金利差とポジションを確認

ウクライナ情勢に注目が集まる中で、為替市場で大きな動きになっているのはユーロ相場の急落だ。では、これはどこまで続くのか、一方でウクライナ情勢次第でのユーロ反発リスクについても、今回は考えてみたい。

ウクライナ危機の拡大は、地理的、経済的に欧州の通貨であるユーロの悪材料ということはわかりやすい。それをより具体化すると、ウクライナ危機拡大を受けたユーロ安・米ドル高は、独米金利差ユーロ劣位拡大に一定程度連動した結果と言えそうだ(図表1参照)。

【図表1】ユーロ/米ドルと独米金利差 (2022年1月~)
出所:リフィニティブ社データをもとにマネックス証券が作成

そんな独米金利差ユーロ劣位拡大の「中身」を見ると、2月下旬以降、ウクライナ情勢に注目が集まる中で、米独ともに金利は低下傾向となったが、米国より独金利の低下が大きかった(図表2参照)。
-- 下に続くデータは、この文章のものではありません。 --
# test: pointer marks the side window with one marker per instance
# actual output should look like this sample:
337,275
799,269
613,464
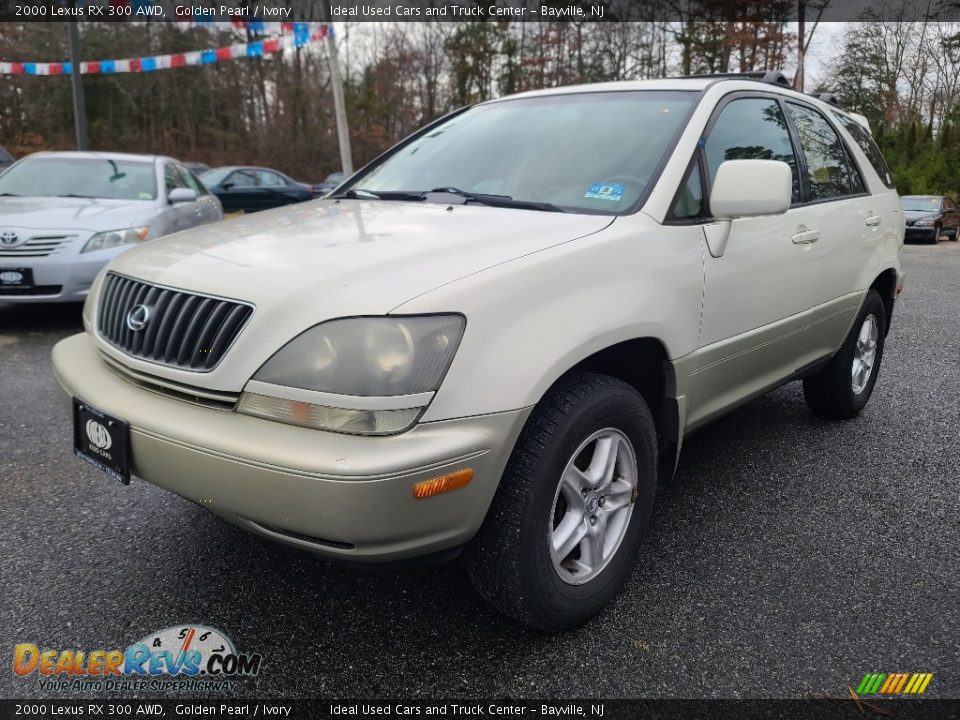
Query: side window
689,202
191,181
825,155
243,178
269,179
751,129
172,178
863,138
【図表2】独米2年債利回りの推移 (2021年1月~)
出所:リフィニティブ社データをもとにマネックス証券が作成

ウクライナ情勢への懸念は、金融市場においてはリスク回避の動きをもたらし、安全資産とされる債券が買われる結果、債券利回りである金利は低下となるのが基本だったが、以上のように見ると、ウクライナ情勢を受けたユーロ急落を裏付けた形となったのは、米金利以上に独金利が大きく低下したことだったということだろう。
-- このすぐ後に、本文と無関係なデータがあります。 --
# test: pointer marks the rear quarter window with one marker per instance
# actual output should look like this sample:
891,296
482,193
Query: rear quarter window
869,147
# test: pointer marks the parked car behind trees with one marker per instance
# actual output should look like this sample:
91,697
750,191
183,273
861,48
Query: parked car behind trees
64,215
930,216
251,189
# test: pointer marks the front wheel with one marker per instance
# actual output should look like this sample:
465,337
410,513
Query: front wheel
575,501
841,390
ウクライナ情勢を受けて大きく動いている「ウクライナ相場」は、ウクライナ情勢次第で逆方向に動くリスクへの懸念もあるだろう。それをユーロ/米ドルで考える場合は、米金利以上に独金利が大きく上昇するかが目安になりそうだ。

では、ウクライナ情勢次第で、金利上昇が再燃となった場合、米金利以上に独金利が継続的に大きく上昇する可能性はあるだろうか。最近にかけての米インフレ懸念の強さなどから考えると、それは自ずと限定的ではないか。そうであれば、金利差の変化を受けたユーロ高・米ドル安への戻りも、基本的には限られる可能性が高いのではないか。
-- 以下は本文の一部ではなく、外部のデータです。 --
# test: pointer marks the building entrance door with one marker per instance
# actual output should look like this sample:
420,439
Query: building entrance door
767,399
最後に、ユーロのポジションについて確認する。最近にかけてユーロが急落している割に、CFTC(米商品先物取引委員会)統計の投機筋のユーロ・ポジションは買い越しとなっていた(図表3参照)。以上のように見ると、ユーロが急落する中でも、少なくともユーロが「売られ過ぎ」で、ウクライナ情勢などをきっかけに、その反動からユーロ買い戻しが急拡大するという可能性も限られるのではないか。